Global competition is a general trend, and new types of organizations are emerging to service international markets.1 Companies are coordinating manufacturing, distribution, and marketing strategies on a global scale. Information systems are a key part of these globalization strategies because computer networks move large volumes of data across great distances almost instantaneously, thereby negating the importance of geographic location.2 Therefore managers on different continents can share data and applications easily and quickly. European manufacturing and sales data can be easily collated with data from Japan. Similarly, a manager using a terminal in Europe can access a mainframe computer in the United States. These trends present new opportunities for managers to redesign their organizations and also their relationships with trading partners.

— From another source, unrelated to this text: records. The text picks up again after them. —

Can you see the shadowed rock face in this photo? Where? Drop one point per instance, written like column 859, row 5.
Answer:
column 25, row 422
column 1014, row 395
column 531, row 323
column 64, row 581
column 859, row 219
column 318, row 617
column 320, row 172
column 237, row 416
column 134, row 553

In this paper, we trace the changing role of treasury management at Motorola over a period of sixteen years. We present the organizational, strategic, and information technology shifts. In the context of manufacturing and marketing trends such as increased integration between organizations and just-in-time product flows, cash management is an important business process because of the potential benefits and inevitable outcome of cash flows moving to align with product flows.3 Our research methodology is based on Eisenhardt’s framework and focuses on the importance of theory development from case research.4 This case study of Motorola is part of a larger study on competition and IOSs in business markets.
Treasury Management at Motorola
Motorola is one of the world’s leading providers of wireless communications, semiconductors, and advanced electronic systems and services. Separate Motorola companies act autonomously and trade with each other, often across national boundaries. An internal information systems infrastructure that enables data to be shared easily between Motorola companies has been in place since 1976. It is used in logistics and manufacturing management to reduce costs and improve the quality of manufacturing operations in a continuous improvement program.
In parallel with these developments, the treasury management function has evolved to manage nearly $5 billion of intracompany payments. The company has implemented an internal “currency netting” system and reorganized the treasury function to take control from local management and centralize all foreign currency payments. The company now uses the system, once primarily for worldwide inter-Motorola payments, as a vehicle to pay suppliers across borders.